British anthropologist

Camilla Hildegarde Wedgwood (25 March 1901 – 17 May 1955) was a British anthropologist and academic administrator. She is best known for her research in the Pacific and her pioneering role as one of the British Commonwealth's first female anthropologists.

==Early life and education==
Wedgwood was born on 25 March 1901 in Newcastle upon Tyne, England. Her father was Josiah Wedgwood later the first Baron Wedgwood. Her mother, Ethel Bowen Wedgwood, was the daughter of a Lord Justice of Appeal, Charles Bowen. She was a member of the extensive Wedgwood family.
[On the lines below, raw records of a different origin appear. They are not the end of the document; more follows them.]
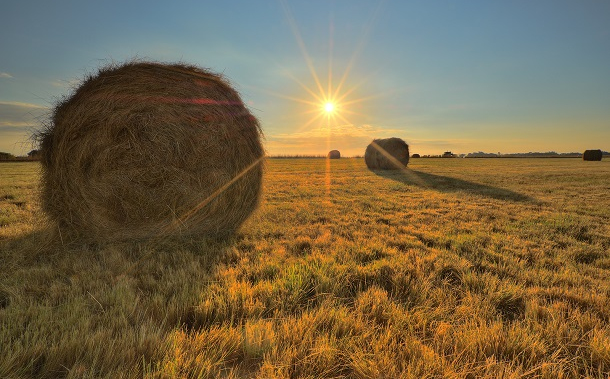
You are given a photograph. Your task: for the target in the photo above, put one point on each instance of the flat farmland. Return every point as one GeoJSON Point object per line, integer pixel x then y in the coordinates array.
{"type": "Point", "coordinates": [454, 268]}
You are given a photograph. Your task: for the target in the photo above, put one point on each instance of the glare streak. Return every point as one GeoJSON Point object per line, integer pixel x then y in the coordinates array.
{"type": "Point", "coordinates": [299, 39]}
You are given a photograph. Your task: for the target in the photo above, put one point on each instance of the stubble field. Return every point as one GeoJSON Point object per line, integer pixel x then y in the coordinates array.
{"type": "Point", "coordinates": [452, 268]}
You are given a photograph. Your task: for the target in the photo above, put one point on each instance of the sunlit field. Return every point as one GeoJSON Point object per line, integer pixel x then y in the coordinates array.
{"type": "Point", "coordinates": [457, 268]}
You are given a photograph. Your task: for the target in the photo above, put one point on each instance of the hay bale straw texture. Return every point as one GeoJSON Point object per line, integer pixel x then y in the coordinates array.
{"type": "Point", "coordinates": [146, 149]}
{"type": "Point", "coordinates": [592, 155]}
{"type": "Point", "coordinates": [334, 154]}
{"type": "Point", "coordinates": [387, 154]}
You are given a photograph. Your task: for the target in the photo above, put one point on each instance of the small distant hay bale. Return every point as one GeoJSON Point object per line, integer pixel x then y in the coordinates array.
{"type": "Point", "coordinates": [387, 154]}
{"type": "Point", "coordinates": [148, 149]}
{"type": "Point", "coordinates": [592, 155]}
{"type": "Point", "coordinates": [334, 154]}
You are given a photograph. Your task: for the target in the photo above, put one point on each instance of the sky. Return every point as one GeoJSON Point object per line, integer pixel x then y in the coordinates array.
{"type": "Point", "coordinates": [461, 76]}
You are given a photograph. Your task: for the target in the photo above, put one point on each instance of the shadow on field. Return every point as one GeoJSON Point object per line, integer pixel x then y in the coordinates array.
{"type": "Point", "coordinates": [449, 184]}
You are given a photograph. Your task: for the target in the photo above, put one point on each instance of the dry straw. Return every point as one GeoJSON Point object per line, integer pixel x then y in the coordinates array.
{"type": "Point", "coordinates": [387, 154]}
{"type": "Point", "coordinates": [592, 155]}
{"type": "Point", "coordinates": [147, 149]}
{"type": "Point", "coordinates": [334, 154]}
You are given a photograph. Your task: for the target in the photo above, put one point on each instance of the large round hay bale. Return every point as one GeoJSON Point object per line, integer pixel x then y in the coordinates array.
{"type": "Point", "coordinates": [592, 155]}
{"type": "Point", "coordinates": [334, 154]}
{"type": "Point", "coordinates": [387, 154]}
{"type": "Point", "coordinates": [149, 149]}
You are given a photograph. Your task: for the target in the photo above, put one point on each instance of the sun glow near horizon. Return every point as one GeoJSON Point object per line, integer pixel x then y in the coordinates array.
{"type": "Point", "coordinates": [329, 107]}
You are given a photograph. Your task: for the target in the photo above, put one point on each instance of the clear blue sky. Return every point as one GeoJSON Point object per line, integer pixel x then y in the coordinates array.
{"type": "Point", "coordinates": [508, 76]}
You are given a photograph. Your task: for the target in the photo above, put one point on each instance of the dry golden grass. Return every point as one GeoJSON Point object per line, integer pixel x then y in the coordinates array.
{"type": "Point", "coordinates": [456, 268]}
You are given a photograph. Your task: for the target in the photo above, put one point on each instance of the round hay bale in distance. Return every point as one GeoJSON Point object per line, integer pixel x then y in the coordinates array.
{"type": "Point", "coordinates": [387, 154]}
{"type": "Point", "coordinates": [334, 154]}
{"type": "Point", "coordinates": [592, 155]}
{"type": "Point", "coordinates": [147, 149]}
Her parents separated in 1914 and divorced in 1919.

Wedgwood was educated at two private schools: Orme Girls' School in Newcastle-under-Lyme, Staffordshire, and at Bedales School in Steep, Hampshire. She studied at Bedford College, London and at Newnham College, Cambridge. At the University of Cambridge, she studied for both the English and anthropology Tripos. She completed both, leaving with first class honours but no degree (women were not awarded degrees by Cambridge until 1948). She was awarded Master of Arts status by Cambridge in 1927. She studied under Bronisław Malinowski at Bedford College and Alfred Cort Haddon at Cambridge.

==Career==
After leaving the University of Cambridge, Wedgwood returned to Bedford College as an assistant lecturer in the Department of Social Studies. After Arthur Bernard Deacon's death in 1927, she was invited to move to the University of Sydney to replace him as lecturer in anthropology. She was also asked by Alfred Radcliffe-Brown to edit Deacon's remaining field notes in preparation for publication. These field notes were published as "Malekula: A Vanishing People in the New Hebrides" in 1934. In 1930, she held a temporary lectureship in the Department of African Life and Languages at the University of Cape Town. From 1930 to 1932, having returned to England, she was a lecturer at the London School of Economics and personal assistant to Bronisław Malinowski.

In 1932, Wedgwood was awarded a fellowship by the Australian Research Council to conduct fieldwork on Manam Island off the north coast of Papua New Guinea on the border of modern Madang and East Sepik provinces. Also in 1932, she became a Member of Council of the Royal Anthropological Institute. In June 1935, she was appointed principal of The Women's College, University of Sydney. During this time, she became an active member of Sydney high society. She left the appointment in 1944 to join the military.

During World War II, Wedgwood was involved in formulating policy on education and administration in Papua New Guinea. Having renounced her pacifism, she volunteered for the Australian Army Medical Women's Service and was commissioned as a temporary lieutenant colonel in January 1944. After two years of service, she was demobilized in 1946.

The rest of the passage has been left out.